Tony Le Nguyen believes freedom is a myth that some people spend their whole lives searching for. For someone who dodged machine guns bullets as a 10-year-old while his family fled Vietnam, the pursuit of freedom has been life-long. Today Tony has found a freedom he sought wildly and elusively in his youth. It comes through his work as Artistic Director for Vietnamese Youth Media, a professional community theatre, film and production company based in Footscray, Melbourne.
Tony, 32, recently won a $40 000, two-year Australia Council grant in recognition of his work in community cultural development. He is spending 12 months travelling to countries where Vietnamese refugees have settled, such as Canada, France and the US, using his community theatre background to look at the diverse experiences of assimilation. The second year will see him living in Vietnam and turning his experiences into a new work, a play or a film. The award is quite an accolade, because the Australia Council awards only four such grants every two years.
As a kid Tony hated school and rebelled against his family’s insistence on maintaining a traditional Vietnamese cultural heritage. Ask him how he ended up where he is today, and he smiles. “If I hadn’t got into the arts, I would be in prison or dead by now,” he said. “I did it firstly for survival, and secondly for the potential it gave me as an outlet to release anger and frustration. Theatre is an external way of releasing internal pain.”
Tony’s introduction to acting came with a bit part (“along with 200 other Vietnamese”) in a 1985 mini-series called A Sort of Honour. He was 15 and became intrigued with filmmaking.
He found a job as a production assistant, made friends, and fell so much in love with his new life that he left home and lived in a refuge for a while. Although his English was still not good, he won a role in a Handspan Theatre Company play that eventually toured Australia for two years.

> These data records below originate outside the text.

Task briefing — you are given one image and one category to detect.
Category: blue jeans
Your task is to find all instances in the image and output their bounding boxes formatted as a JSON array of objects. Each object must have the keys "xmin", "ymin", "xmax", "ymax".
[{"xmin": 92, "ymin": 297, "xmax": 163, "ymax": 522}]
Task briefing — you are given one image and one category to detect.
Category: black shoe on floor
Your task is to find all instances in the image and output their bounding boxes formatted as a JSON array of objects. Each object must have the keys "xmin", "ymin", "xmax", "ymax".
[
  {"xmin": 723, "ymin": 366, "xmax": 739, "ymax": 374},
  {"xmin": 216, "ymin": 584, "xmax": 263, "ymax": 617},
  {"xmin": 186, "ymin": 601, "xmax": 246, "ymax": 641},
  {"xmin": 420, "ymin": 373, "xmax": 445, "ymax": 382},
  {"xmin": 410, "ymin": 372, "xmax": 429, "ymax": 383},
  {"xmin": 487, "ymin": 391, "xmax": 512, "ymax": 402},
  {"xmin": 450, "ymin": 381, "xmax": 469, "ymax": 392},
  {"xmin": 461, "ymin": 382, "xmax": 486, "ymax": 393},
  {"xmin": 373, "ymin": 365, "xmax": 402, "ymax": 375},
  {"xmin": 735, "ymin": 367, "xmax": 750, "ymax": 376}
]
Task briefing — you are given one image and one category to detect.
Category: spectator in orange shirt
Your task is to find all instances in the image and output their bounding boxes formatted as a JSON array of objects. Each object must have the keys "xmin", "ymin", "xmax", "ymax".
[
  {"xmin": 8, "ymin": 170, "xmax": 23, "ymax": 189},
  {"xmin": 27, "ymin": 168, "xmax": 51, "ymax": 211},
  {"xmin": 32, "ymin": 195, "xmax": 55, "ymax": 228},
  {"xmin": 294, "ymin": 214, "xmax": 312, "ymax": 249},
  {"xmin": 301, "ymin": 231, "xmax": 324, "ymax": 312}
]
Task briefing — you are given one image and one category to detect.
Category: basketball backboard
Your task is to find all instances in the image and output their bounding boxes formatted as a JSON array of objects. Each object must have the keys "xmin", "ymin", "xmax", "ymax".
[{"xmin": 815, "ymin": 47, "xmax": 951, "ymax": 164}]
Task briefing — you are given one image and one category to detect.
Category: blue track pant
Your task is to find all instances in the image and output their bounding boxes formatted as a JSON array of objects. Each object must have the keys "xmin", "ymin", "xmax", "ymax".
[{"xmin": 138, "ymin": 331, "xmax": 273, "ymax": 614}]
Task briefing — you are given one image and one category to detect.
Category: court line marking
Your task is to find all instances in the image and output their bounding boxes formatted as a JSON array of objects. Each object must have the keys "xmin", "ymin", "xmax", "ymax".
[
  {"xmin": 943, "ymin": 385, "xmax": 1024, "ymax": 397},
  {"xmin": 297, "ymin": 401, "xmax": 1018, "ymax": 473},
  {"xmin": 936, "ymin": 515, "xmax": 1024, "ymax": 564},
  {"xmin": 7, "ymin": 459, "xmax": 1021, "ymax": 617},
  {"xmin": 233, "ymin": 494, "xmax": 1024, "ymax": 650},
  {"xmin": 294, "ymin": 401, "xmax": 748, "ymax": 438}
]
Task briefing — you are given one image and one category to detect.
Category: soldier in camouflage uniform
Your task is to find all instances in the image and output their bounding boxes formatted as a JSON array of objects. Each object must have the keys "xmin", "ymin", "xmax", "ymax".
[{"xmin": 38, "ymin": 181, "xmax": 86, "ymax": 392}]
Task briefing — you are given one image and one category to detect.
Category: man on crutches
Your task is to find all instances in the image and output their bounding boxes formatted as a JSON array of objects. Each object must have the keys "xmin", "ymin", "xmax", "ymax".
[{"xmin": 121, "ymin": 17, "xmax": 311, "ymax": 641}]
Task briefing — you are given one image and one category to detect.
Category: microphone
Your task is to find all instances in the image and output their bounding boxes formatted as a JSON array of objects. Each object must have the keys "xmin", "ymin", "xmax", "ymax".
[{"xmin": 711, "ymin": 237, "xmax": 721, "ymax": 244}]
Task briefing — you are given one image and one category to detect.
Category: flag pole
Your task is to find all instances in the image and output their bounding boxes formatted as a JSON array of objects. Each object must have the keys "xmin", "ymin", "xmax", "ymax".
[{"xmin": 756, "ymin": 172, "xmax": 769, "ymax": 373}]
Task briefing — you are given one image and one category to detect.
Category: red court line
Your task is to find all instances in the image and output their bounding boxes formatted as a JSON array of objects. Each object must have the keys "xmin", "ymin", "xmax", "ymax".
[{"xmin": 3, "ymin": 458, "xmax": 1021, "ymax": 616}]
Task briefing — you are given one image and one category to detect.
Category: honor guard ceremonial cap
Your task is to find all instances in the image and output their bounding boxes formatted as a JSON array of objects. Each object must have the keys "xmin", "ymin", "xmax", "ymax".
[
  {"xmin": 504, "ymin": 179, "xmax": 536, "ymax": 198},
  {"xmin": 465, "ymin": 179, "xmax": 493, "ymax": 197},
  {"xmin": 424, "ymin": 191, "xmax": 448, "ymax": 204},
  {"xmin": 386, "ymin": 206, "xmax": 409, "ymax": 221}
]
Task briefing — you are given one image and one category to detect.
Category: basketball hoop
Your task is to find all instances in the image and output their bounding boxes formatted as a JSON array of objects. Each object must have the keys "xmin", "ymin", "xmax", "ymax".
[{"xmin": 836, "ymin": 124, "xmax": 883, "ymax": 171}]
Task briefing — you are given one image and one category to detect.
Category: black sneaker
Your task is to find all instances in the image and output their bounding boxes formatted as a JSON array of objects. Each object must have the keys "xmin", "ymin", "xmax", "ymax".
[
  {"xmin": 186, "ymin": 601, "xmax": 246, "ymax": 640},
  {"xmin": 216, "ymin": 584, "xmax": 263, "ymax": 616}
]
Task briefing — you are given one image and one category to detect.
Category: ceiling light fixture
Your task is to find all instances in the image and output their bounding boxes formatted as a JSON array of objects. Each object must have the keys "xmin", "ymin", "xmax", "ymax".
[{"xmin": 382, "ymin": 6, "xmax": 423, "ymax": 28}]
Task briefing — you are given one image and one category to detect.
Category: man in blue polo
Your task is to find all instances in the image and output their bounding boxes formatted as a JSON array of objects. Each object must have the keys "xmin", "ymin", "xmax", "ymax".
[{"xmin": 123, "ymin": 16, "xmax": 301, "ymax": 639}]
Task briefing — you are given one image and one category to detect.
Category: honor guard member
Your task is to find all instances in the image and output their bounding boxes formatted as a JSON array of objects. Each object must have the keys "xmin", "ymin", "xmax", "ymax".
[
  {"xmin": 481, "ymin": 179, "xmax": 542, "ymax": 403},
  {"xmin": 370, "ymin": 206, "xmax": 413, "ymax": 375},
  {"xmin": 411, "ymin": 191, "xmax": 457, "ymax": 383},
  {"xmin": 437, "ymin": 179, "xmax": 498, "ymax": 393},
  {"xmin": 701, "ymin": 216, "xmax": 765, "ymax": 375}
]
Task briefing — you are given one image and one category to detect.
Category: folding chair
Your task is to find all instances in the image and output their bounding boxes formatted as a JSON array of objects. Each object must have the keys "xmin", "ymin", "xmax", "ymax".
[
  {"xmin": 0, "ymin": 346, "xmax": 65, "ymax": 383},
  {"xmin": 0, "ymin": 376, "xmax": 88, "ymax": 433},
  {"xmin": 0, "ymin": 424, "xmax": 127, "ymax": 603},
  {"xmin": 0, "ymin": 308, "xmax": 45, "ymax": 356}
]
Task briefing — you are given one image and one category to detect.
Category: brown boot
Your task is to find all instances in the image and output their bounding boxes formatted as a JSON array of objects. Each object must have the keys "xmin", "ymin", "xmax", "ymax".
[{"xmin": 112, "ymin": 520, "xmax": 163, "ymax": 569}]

“I was the youngest and most inexperienced cast member, but I got to see a lot of Australia and learned about live theatre. I also had to learn to deal with being a celebrity,” he said.
For the next 10 years, Tony worked in TV and theatre. His biggest exposure came in 1992 in the movie Romper Stomper, where he played Tiger, a rampaging gang-leader.
“After working as an actor for 10 years, I didn’t want to keep doing the same thing. I was playing Vietnamese roles created by Anglo writers,” he said.
So in 1994 Tony set up his own production company. “I realised theatre was a great platform to transmit views and ideas.” He founded the Vietnamese Youth Theatre – with the support of the Footscray Arts Centre – to create a space for young Vietnamese-Australians to meet and build self-esteem through performance.
Tony contributed a unique combination of skills: an understanding of being caught between two cultures and a decade’s experience in professional theatre. The venture evolved into the Vietnamese Youth Media because of the wide range of media, including film, which it embraced. He also runs workshops in western suburbs schools to encourage young Vietnamese-Australian students from years 7-12 to role-play real life issues, express themselves and gain confidence through performance. The end result is a performance in front of a large audience of family and friends.
The Le Nguyen family arrived in Australia as refugees in 1979. Tony was the second eldest of seven children. Their journey was one of inconceivable hardship. There were shot at as they fled Vietnam. Their first boat sank – the rescuers robbed them. There was little food. They lived in a refugee camp in Thailand for six months.
Eventually they settled in Broadmeadows, in Melbourne’s northern suburbs, where they were a pioneering Vietnamese refugee family. “We were the first strange-looking people around,” Tony said. “We copped a lot of racism and verbal abuse.”
The family moved several more times, making it hard for the children to settle into school and make friends. “Dad was afraid we might lose our Vietnamese heritage and he fought hard to retain it. Freedom was more a political thing for my parents, but for us as teenagers it was vastly different.
Tony rebelled against his family’s strict traditions and the education system. “We left Vietnam because we wanted freedom. Here I was as a teenager without any freedom. It didn’t make sense.”
The rest of his story could have been very different if he had chosen to let the odds against succeeding overwhelm him, if he had stayed a street kid.
Today Tony has reconciled with his family and says he doesn’t have any resentment about the past. “Without it I wouldn’t be the person I am today,” he said. “The past is a combination of fairy tale, fantasy and illusion.
“Today I see myself as an artist, not just as an Australian or a Vietnamese. I tell people not to be afraid to be different. That’s what makes you unique.”